MAAS

Same node handed out in response to two parallel 'acquire' requests

Bug #1382575 reported by Jason Hobbs on 2014-10-17

This bug affects 1 person

Affects		Status	Importance	Assigned to	Milestone
	MAAS	Fix Released	Critical	Jason Hobbs	MAAS 1.7.0

Bug Description

I have a script that uses the cli to acquire nodes in quick succession in parallel, in two separate processes. I do 30 acquire node requests, and all return successfully. However, less than 30 unique system-ids are returned, so sometimes MAAS is handing out the same system ID in response to multiple node acquire requests.

This was initially reported by a user and I have confirmed it on my own setup, on MAAS 1.7.0~beta6+bzr3260-0ubuntu1~trusty1

Tags:

Related branches

lp:~jason-hobbs/maas/lock-around-node-acquire

Merged into lp:~maas-committers/maas/trunk at revision 3272

Gavin Panella (community): Approve on 2014-10-20

Blake Rouse (community): Approve on 2014-10-20

Raphaël Badin: Pending requested 2014-10-20

lp:~jason-hobbs/maas/run-single-process-single-thread

Rejected for merging into lp:~maas-committers/maas/trunk

Andres Rodriguez (community): Disapprove on 2014-10-19

Christian Reis (community): Needs Information on 2014-10-17

lp:~andreserl/maas/fix_lp1382575

Rejected for merging into lp:~maas-committers/maas/trunk

Gavin Panella (community): Disapprove on 2014-10-19

MAAS Maintainers: Pending requested 2014-10-19

lp:ubuntu/utopic-proposed/maas

lp:~andreserl/maas/pkg_beta8_release

Merged into lp:~maas-maintainers/maas/packaging.utopic at revision 332

Julian Edwards (community): Approve on 2014-10-23

Christian Reis (community): Approve on 2014-10-23

Revision history for this message

Jason Hobbs (jason-hobbs) wrote on 2014-10-17: Re: Same node handed out in response to two parallel 'acquire' requests from the same user

parallel_acquire.sh Edit (222 bytes, text/x-sh)

I've attached a script that reproduces the issue.

You can work around this issue by editing the first line of "/etc/maas/maas-http.conf" changing 'processes=2' to 'processes=1'.

summary:

- Same node handed out in two parallel 'acquire' requests from the same
- user
+ Same node handed out in response to two parallel 'acquire' requests from
+ the same user

Revision history for this message

Jason Hobbs (jason-hobbs) wrote on 2014-10-17:

This also happens when there are two users making the requests.

summary:	- Same node handed out in response to two parallel 'acquire' requests from - the same user + Same node handed out in response to two parallel 'acquire' requests
Changed in maas:
status:	Triaged → In Progress
assignee:	nobody → Jason Hobbs (jason-hobbs)

Revision history for this message

Graham Binns (gmb) wrote on 2014-10-17:

Node.acquire() doesn't commit after save(), so the state change won't be committed until the request completes. That's where the race lies. We could also perhaps take out a lock on the table when acquiring the node; Gavin, can you weigh in on that?
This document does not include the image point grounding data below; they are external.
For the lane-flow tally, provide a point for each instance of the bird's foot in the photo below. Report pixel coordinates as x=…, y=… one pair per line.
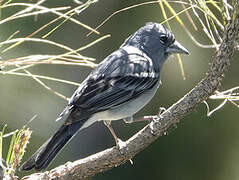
x=121, y=145
x=161, y=111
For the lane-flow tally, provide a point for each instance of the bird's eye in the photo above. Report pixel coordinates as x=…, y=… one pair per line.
x=164, y=39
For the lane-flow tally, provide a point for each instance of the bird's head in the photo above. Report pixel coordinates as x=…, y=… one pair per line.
x=156, y=41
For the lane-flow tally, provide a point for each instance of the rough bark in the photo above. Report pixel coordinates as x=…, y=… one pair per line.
x=110, y=158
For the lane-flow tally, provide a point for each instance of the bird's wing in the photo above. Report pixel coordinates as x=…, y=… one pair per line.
x=121, y=77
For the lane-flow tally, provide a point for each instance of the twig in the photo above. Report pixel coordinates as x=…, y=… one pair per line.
x=110, y=158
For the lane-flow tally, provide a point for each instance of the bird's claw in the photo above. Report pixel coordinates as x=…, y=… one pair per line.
x=121, y=145
x=161, y=111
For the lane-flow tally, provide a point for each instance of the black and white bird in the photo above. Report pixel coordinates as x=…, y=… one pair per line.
x=121, y=85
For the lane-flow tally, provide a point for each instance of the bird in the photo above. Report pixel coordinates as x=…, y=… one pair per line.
x=122, y=84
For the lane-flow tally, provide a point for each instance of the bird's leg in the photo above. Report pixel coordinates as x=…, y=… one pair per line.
x=145, y=118
x=121, y=144
x=161, y=111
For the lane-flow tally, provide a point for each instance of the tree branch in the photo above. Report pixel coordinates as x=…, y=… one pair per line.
x=110, y=158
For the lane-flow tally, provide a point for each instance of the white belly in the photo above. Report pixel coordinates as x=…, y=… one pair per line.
x=125, y=110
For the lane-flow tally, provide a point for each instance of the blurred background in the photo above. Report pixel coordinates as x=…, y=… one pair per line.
x=200, y=147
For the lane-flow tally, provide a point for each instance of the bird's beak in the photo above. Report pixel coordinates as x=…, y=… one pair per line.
x=177, y=48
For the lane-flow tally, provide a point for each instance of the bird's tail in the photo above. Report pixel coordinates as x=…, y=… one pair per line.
x=48, y=151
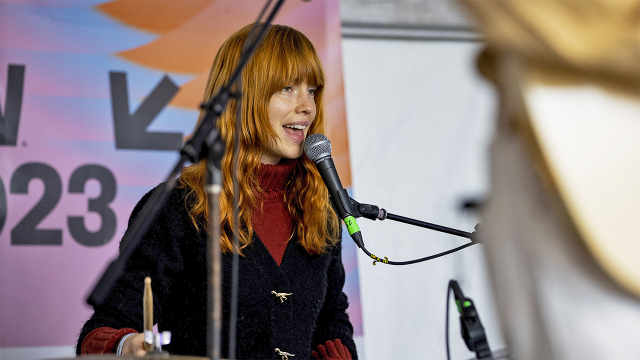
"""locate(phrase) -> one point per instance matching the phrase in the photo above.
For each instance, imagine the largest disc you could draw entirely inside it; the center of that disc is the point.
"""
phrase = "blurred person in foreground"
(561, 222)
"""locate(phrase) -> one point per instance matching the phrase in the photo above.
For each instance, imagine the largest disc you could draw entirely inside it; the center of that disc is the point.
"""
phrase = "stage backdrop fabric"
(95, 99)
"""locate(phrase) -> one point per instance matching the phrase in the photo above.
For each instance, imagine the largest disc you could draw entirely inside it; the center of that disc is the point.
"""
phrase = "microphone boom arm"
(373, 212)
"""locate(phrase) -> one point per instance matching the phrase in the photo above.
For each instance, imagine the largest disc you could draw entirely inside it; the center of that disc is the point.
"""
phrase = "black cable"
(409, 262)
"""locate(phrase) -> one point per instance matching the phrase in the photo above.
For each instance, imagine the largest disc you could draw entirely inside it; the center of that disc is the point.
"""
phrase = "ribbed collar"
(273, 178)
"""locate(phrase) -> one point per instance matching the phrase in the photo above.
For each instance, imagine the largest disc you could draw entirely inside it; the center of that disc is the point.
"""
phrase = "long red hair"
(285, 57)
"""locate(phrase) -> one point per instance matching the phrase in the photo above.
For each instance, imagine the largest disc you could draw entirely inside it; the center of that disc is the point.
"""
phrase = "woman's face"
(291, 112)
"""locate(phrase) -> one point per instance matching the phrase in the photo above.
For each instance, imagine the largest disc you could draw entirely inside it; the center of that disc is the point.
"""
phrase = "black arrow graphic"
(131, 130)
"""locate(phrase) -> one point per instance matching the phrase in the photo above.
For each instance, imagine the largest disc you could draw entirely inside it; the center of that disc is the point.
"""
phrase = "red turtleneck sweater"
(271, 220)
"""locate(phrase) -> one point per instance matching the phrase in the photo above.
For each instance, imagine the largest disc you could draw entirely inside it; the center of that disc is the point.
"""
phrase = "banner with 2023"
(96, 98)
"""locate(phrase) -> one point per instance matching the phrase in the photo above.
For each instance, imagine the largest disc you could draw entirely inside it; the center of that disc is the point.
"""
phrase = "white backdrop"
(420, 121)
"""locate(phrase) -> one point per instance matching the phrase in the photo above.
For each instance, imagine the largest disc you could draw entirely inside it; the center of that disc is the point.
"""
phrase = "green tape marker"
(352, 226)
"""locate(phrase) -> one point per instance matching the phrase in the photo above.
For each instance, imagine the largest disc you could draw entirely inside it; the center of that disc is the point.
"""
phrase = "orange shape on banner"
(152, 15)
Revision history for this message

Jason Hobbs (jason-hobbs) wrote on 2014-10-17:

Adding a transaction.commit() in node.acquire(), after the save, doesn't fix this, so I don't think django's transaction commit timing is the full story.
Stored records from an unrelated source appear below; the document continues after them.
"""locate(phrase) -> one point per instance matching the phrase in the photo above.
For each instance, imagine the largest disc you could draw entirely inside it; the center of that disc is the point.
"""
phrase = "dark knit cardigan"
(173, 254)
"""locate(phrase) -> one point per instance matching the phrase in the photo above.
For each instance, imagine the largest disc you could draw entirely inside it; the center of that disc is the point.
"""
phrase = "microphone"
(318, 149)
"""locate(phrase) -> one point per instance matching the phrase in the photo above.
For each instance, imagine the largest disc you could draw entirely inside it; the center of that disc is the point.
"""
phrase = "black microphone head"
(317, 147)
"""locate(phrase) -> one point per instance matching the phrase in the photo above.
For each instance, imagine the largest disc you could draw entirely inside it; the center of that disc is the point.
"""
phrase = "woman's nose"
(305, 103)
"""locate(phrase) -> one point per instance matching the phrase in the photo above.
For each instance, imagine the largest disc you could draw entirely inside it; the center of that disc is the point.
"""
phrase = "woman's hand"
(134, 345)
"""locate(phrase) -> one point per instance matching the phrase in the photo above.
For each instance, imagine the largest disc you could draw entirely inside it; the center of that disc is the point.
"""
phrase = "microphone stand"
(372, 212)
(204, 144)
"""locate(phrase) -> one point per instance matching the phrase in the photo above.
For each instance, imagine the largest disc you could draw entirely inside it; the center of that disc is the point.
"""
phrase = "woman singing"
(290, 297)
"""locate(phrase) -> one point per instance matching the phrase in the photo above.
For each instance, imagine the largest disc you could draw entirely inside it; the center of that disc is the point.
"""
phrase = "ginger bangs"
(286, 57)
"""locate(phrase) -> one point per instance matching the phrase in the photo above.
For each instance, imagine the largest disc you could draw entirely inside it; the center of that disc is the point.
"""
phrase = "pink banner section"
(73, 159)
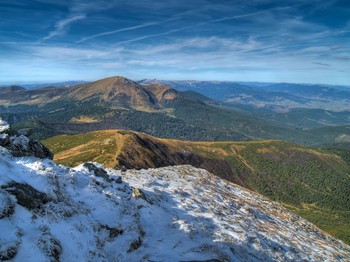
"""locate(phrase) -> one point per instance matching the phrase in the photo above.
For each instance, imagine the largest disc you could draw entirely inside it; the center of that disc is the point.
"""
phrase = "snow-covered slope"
(50, 212)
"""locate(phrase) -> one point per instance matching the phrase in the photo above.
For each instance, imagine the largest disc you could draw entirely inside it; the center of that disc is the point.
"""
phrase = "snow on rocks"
(178, 213)
(4, 126)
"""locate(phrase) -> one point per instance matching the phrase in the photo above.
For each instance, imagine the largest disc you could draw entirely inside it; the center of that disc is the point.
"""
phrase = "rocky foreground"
(50, 212)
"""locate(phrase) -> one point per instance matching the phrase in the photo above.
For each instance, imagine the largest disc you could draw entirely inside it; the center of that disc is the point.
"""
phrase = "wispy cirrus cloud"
(61, 25)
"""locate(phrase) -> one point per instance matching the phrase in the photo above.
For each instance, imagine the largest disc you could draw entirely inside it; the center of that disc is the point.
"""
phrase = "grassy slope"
(313, 183)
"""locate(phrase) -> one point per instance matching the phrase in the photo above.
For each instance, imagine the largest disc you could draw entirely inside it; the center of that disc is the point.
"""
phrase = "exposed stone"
(100, 172)
(26, 195)
(138, 193)
(135, 245)
(7, 207)
(9, 252)
(49, 245)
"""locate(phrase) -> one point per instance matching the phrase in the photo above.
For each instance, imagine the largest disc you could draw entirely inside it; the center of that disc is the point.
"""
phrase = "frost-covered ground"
(50, 212)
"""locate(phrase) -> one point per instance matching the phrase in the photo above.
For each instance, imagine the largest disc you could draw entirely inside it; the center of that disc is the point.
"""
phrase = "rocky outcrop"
(26, 195)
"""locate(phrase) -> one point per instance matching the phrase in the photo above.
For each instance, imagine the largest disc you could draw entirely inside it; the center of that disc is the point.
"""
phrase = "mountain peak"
(117, 89)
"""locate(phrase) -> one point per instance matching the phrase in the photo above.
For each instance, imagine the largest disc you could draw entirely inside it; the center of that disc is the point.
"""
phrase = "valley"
(312, 182)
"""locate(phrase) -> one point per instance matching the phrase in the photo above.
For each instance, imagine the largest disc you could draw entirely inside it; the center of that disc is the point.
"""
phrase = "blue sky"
(257, 40)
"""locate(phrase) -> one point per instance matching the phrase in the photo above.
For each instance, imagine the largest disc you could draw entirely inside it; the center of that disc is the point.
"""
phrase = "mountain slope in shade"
(51, 212)
(314, 183)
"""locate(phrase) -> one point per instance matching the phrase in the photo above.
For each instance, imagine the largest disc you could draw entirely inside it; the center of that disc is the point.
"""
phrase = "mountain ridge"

Revision history for this message

Gavin Panella (allenap) wrote on 2014-10-17:

At the isolation level we're at — read committed — the database doesn't
protect us from concurrent updates to the same object. Two threads can
read the object at the same time, update the status and user, then save
it back, with the last one "winning".

Running with serialisable isolation would cause the last of these to
commit to fail, so we'd eliminate the race. However, we'd want to retry
the failed operation.

PostgreSQL also offers repeatable read isolation. This may be a useful
middle-ground between read committed and serialisable, but I don't know
enough about it to comment more.

Django makes it simple enough to set the isolation level, but doesn't
provide retry support, as far as I can tell. It makes things somewhat
harder to do ourselves too, because it tries to normalise exceptions
coming from the database, semi-smothering the exception we'd want to
trigger a retry on.

Post 1.7 my thoughts are leaning towards greater isolation between
transactions, and more explicit transaction handling in our code:

- Increase the isolation level.

- Do not automatically wrap the request in a transaction.

- Forbid database access unless a transaction is explicitly begun.

- Create a context manager that runs the wrapped function within a
  transaction, but also detects serialisation errors and retries a
  finite number of times. Use this in preference to Django's atomic()
  decorator.

Revision history for this message

Andres Rodriguez (andreserl) wrote on 2014-10-19:

Gavin,

Your ISOLATION changes to the DB are the ones that caused this issue. We had come across this issue before and https://bugs.launchpad.net/juju-core/+bug/1314409 was the fix for it. This, to me, seems like a critical regression and changes need to be reverted.

Thanks

Revision history for this message

Andres Rodriguez (andreserl) wrote on 2014-10-19:

https://code.launchpad.net/~andreserl/maas/fix_lp1382575/+merge/238817

Revision history for this message

Andres Rodriguez (andreserl) wrote on 2014-10-19:

This also needs to be backported to 1.7

MAAS Lander (maas-lander) on 2014-10-20

Changed in maas:
status:	In Progress → Fix Committed

Revision history for this message

Christian Reis (kiko) wrote on 2014-10-21:

This is a redux of bug 1314409.

Just for completeness sake, we discussed this at length this week and we can't find where this has regressed; in fact, the isolation level as far as we can tell has never changed; it was erroneously thought to have been changed in bug 1314409, but we don't think that change ever actually did anything.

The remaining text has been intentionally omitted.